Mehmet Güney (born 1936 in Siirt, Turkey) is an international judge and Turkish diplomat.

Early career

Güney began his career in 1959 as an administrative assistant in the office of the governor of Ankara before becoming a member of the Ankara Bar Association in 1964. He then joined the legal department of the Ministry of Foreign Affairs where between 1964-1989, he rose through the ranks from senior legal consellor to chief legal adviser in the Ministry, before his appointment as Ambassador of Turkey to Cuba, then to Singapore and to Indonesia. He worked for several years in the Turkish Permanent Mission to the United Nations in New York and in the Turkish Embassy in The Hague.

International career

Between 1984 and 1989, he was judge at the European Nuclear Energy Tribunal in Paris. In 1991, Judge Güney was elected member of the International Law Commission (ILC) by the United Nations General Assembly for five years term and he served as a vice-president of the ILC. He was member of the ILC working group, which established the initial "Draft Statute for an International Criminal Court".

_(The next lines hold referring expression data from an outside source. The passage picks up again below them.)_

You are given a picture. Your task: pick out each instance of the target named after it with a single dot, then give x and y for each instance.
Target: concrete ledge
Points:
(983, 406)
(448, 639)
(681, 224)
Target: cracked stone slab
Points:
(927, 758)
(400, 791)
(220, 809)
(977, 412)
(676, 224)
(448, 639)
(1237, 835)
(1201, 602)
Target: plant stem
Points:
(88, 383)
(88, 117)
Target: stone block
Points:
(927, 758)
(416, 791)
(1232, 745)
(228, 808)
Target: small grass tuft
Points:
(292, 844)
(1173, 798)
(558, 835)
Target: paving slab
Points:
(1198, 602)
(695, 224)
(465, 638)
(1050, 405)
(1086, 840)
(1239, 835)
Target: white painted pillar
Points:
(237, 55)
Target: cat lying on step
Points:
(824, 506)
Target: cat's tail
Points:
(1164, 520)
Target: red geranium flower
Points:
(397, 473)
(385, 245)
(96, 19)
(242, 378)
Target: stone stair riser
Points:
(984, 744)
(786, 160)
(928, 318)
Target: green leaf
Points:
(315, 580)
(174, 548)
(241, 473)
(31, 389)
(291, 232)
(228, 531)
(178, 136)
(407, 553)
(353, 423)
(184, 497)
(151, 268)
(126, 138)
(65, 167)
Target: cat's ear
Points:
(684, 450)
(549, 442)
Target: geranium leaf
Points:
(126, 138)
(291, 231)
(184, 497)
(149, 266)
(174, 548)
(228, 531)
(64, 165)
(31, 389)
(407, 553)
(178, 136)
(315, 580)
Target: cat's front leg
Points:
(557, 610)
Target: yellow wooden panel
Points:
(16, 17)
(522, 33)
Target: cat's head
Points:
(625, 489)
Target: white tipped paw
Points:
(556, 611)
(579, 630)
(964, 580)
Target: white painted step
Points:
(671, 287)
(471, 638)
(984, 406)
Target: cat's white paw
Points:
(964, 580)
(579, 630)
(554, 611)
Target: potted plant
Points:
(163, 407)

In 1995, he was appointed by the Secretary-General of the United Nations to the International Commission of Inquiry for Burundi, established by the Security Council. In 1998, he headed the Turkish delegation to the United Nations Diplomatic Conference of Plenipotentiaries on the establishment of an International Criminal Court.

Since 1998 Judge Güney has been a judge for the International Criminal Tribunal for Rwanda and since 2001 he has been a judge for the Appeals Chambers of the International Criminal Tribunal for the former Yugoslavia and the International Criminal Tribunal for Rwanda.[1]